Die Verfassungsbeschwerde richtet sich gegen ein Urteil eines Landesarbeitsgerichts, mit dem die auf eine hauptamtliche Tätigkeit des Beschwerdeführers für das Ministerium für Staatssicherheit gestützte außerordentliche Kündigung für wirksam erklärt wurde.

I.

Der 1961 geborene Beschwerdeführer war seit Beginn seiner Berufsausbildung 1980 bis zum 15. Januar 1990 hauptamtlicher Mitarbeiter des Ministeriums für Staatssicherheit. Nachdem er im Rang eines Leutnants ausgeschieden war, wurde er seit dem 15. Januar 1990 als Ingenieur an der Technischen Universität Dresden beschäftigt. Mit Schreiben vom 18. Juni 1991, das ihm am 21. Juni 1991 zuging, wurde ihm fristlos wegen seiner Tätigkeit für das Ministerium für Staatssicherheit gekündigt.

Das Landesarbeitsgericht wies die Kündigungsschutzklage des Beschwerdeführers ab.

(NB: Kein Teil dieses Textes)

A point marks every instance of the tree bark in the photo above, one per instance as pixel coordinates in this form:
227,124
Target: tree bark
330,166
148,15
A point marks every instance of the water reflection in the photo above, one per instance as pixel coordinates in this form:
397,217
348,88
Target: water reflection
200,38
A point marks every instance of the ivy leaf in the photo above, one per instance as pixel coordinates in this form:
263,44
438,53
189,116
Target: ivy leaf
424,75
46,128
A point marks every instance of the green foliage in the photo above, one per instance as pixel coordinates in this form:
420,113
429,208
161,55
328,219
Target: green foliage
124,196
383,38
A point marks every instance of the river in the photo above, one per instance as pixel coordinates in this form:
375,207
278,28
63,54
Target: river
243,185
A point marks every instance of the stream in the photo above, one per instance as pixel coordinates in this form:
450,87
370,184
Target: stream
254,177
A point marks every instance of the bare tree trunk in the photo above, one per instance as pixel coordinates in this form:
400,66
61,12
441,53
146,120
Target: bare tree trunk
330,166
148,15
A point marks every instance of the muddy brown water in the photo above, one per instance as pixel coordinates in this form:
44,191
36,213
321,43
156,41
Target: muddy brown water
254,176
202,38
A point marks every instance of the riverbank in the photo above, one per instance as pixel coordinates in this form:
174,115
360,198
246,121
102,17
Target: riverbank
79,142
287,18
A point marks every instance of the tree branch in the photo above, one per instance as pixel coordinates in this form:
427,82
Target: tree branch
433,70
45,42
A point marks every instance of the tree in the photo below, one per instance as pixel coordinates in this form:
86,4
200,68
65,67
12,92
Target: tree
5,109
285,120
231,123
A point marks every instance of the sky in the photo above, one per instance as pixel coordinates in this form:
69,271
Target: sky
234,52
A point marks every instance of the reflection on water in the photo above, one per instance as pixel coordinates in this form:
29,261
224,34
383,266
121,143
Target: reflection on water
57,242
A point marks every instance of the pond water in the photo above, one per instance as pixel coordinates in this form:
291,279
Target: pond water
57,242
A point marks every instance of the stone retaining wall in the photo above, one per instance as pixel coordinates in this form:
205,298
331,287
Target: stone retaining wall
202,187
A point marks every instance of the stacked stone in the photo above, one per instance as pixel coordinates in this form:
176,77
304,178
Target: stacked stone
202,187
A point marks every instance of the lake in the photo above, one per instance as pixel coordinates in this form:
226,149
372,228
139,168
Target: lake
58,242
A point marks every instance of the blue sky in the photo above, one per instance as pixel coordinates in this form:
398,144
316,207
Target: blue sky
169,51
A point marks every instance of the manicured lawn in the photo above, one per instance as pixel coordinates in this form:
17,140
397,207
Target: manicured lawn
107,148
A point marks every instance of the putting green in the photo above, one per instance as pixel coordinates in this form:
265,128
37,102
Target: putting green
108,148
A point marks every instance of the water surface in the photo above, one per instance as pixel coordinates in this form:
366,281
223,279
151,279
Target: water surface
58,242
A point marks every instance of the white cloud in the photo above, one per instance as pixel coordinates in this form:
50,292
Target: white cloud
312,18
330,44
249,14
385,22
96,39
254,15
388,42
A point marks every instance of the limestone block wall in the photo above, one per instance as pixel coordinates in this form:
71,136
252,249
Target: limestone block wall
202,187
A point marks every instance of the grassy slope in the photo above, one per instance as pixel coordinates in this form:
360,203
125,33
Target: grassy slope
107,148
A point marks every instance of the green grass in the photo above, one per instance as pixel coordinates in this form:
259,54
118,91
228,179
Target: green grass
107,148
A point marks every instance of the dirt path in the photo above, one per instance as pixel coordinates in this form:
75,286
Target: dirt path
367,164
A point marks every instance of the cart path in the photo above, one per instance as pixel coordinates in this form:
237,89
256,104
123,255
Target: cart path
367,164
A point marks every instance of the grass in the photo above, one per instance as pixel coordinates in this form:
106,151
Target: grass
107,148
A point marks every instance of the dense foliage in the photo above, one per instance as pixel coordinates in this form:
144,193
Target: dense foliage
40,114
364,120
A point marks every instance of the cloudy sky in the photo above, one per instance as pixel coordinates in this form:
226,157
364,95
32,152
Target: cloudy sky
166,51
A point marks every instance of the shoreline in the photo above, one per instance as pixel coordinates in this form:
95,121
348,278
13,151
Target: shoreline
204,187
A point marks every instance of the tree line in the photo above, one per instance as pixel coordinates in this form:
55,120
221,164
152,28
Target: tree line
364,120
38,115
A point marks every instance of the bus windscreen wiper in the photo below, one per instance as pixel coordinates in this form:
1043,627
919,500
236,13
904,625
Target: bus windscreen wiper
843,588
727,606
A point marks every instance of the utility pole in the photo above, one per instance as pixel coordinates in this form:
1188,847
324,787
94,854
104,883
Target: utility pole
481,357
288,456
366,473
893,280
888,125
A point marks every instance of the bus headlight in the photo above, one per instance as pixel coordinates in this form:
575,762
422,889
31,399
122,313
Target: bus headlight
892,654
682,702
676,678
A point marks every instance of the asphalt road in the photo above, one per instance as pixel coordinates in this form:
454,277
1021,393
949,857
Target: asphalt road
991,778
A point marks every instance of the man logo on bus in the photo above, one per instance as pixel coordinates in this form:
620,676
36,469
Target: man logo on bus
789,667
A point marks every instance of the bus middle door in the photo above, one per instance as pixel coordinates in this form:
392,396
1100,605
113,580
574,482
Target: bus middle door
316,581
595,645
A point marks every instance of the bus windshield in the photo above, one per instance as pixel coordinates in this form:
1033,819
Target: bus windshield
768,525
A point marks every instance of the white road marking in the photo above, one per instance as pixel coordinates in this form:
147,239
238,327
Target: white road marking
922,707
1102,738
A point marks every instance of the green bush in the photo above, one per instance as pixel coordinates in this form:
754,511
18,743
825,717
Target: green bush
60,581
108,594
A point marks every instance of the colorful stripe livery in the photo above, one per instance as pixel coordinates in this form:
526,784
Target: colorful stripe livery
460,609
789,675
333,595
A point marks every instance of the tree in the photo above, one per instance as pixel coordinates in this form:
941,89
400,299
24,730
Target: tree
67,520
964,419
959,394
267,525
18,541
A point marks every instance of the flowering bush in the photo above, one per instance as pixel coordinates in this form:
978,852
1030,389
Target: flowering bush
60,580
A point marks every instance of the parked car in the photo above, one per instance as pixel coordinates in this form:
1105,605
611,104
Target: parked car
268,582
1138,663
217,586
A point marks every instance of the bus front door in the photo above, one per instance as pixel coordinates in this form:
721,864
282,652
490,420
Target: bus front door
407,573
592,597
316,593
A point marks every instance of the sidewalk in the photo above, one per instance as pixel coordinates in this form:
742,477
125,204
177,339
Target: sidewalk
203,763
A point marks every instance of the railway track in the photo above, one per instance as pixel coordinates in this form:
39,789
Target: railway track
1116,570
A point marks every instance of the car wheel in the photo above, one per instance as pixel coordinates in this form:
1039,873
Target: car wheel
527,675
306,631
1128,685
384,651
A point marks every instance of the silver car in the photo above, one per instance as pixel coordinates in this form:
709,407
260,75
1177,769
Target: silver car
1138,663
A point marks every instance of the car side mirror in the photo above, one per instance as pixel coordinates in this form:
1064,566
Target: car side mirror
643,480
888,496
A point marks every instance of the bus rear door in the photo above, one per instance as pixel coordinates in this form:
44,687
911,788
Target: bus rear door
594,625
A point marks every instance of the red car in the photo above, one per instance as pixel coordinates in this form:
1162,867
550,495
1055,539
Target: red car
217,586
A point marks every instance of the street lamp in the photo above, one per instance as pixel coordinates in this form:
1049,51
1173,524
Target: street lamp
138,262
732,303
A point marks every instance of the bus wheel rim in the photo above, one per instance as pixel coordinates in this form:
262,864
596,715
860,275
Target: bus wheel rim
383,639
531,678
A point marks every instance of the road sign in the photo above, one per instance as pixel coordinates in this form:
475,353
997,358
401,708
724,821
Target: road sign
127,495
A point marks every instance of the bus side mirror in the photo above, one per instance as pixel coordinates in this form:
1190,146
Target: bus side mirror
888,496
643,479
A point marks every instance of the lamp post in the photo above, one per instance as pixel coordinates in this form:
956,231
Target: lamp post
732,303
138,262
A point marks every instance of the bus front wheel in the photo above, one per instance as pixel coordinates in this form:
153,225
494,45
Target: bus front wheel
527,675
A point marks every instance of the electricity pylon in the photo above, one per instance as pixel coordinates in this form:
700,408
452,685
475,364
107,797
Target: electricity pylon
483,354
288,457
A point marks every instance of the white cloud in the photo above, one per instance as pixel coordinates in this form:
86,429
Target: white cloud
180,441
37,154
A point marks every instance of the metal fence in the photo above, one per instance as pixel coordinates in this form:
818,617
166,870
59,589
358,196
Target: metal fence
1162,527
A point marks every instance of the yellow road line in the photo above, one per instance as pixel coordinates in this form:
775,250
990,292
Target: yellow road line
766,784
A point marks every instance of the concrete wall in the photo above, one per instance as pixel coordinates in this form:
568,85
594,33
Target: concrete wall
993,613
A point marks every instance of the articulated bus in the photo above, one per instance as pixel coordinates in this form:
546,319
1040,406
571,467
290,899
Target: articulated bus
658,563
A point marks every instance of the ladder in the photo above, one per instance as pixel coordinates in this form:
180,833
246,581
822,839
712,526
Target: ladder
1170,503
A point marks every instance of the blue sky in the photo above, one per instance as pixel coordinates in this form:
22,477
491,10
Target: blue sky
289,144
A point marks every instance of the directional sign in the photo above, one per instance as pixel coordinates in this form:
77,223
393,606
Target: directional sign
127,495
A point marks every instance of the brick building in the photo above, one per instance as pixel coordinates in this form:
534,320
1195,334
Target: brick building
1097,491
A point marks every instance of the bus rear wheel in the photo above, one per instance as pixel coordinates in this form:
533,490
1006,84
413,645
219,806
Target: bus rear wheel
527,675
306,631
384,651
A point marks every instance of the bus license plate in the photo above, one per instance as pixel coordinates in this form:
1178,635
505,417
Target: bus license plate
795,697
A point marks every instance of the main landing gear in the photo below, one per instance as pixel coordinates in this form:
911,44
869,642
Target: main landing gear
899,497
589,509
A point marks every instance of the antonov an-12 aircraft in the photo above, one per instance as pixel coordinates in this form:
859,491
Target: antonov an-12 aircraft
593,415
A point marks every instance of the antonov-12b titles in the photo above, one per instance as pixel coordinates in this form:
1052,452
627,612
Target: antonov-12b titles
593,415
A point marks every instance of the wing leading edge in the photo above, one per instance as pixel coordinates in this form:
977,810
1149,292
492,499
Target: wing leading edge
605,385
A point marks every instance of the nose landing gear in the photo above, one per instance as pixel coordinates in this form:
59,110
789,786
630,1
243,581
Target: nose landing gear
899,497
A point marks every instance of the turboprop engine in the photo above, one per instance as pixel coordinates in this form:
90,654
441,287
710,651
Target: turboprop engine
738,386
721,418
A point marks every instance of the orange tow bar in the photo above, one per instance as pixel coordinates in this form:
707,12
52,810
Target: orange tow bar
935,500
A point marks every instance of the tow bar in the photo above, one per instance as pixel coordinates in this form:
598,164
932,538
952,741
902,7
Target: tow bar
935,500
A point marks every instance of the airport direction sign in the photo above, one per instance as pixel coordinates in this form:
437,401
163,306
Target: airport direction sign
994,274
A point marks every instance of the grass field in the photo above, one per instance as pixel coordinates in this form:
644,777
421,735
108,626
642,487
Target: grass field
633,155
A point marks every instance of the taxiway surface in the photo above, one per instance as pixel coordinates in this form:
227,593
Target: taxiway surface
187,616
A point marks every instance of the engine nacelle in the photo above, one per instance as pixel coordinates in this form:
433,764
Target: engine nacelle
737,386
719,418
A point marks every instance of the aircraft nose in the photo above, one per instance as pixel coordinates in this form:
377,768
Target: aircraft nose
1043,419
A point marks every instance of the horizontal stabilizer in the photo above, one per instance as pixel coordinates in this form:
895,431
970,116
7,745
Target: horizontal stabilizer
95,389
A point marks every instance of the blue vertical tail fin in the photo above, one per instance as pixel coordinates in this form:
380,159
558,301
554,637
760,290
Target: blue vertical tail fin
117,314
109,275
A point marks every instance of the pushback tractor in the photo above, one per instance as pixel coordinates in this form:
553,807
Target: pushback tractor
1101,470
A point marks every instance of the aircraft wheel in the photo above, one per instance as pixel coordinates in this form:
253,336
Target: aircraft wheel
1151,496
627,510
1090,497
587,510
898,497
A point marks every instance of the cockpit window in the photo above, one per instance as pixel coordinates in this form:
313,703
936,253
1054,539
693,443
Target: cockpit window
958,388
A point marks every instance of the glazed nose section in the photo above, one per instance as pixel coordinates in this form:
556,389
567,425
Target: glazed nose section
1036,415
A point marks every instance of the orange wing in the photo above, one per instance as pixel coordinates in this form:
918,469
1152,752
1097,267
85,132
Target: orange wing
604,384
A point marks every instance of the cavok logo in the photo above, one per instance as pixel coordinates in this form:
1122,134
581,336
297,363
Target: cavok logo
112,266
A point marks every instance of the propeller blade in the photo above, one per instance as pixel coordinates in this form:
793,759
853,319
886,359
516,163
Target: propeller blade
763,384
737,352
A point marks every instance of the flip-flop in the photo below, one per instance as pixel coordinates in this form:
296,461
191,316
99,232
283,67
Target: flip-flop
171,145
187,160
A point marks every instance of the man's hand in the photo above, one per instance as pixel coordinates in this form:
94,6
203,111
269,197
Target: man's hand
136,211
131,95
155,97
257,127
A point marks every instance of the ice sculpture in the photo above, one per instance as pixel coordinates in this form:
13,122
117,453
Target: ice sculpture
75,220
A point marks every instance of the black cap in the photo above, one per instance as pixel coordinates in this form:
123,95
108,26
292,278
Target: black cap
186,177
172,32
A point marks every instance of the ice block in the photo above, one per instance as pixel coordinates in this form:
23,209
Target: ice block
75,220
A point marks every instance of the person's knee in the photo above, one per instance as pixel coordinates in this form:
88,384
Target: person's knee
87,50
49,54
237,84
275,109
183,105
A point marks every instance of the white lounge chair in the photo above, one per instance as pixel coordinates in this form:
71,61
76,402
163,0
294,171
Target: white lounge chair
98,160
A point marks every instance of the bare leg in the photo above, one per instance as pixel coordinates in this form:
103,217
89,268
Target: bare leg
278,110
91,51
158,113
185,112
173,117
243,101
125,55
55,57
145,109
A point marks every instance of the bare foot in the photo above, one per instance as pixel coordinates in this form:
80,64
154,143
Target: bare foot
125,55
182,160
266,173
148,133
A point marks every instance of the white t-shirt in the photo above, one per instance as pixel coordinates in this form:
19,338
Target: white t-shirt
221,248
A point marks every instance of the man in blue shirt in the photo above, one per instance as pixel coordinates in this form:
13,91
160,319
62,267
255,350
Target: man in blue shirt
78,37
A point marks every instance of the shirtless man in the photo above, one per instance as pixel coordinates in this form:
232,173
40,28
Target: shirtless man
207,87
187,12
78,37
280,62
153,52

Die Fortsetzung des Arbeitsverhältnisses sei für den Beklagten unzumutbar im Sinne der Kündigungsregelung der Anlage I Kapitel XIX Sachgebiet A Abschnitt III Nr. 1 Abs. 5 Nr. 2 des Einigungsvertrages (EV) gewesen. § 626 Abs. 2 BGB sei nicht anwendbar. Insoweit verwies es auf die Rechtsprechung des Bundesarbeitsgerichts (NZA 1993, S. 118). Das Kündigungsrecht des Beklagten sei auch nicht verwirkt. Der Beklagte habe erst am 30. Mai 1991 von der Gauck-Behörde erfahren, daß der Beschwerdeführer hauptamtlich für das Ministerium für Staatssicherheit tätig gewesen sei. Da die Frist des § 626 Abs. 2 BGB damit allenfalls um eine Woche überschritten sei, könne nicht davon ausgegangen werden, daß der Beklagte eine unverhältnismäßig lange Zeit bis zum Ausspruch der Kündigung gewartet habe. Auch lägen keine Erklärungen des Beklagten vor, daß dieser auf sein Kündigungsrecht wegen einer Tätigkeit für das Ministerium für Staatssicherheit verzichten wolle. Der Beschwerdeführer habe daher nicht etwa aufgrund des Verhaltens des Beklagten darauf vertrauen dürfen, daß eine Kündigung nicht mehr erfolgen werde.

II.

Die fristgerecht eingelegte Verfassungsbeschwerde richtet sich allein dagegen, daß das Landesarbeitsgericht die Anwendbarkeit des § 626 Abs. 2 BGB verneint hat.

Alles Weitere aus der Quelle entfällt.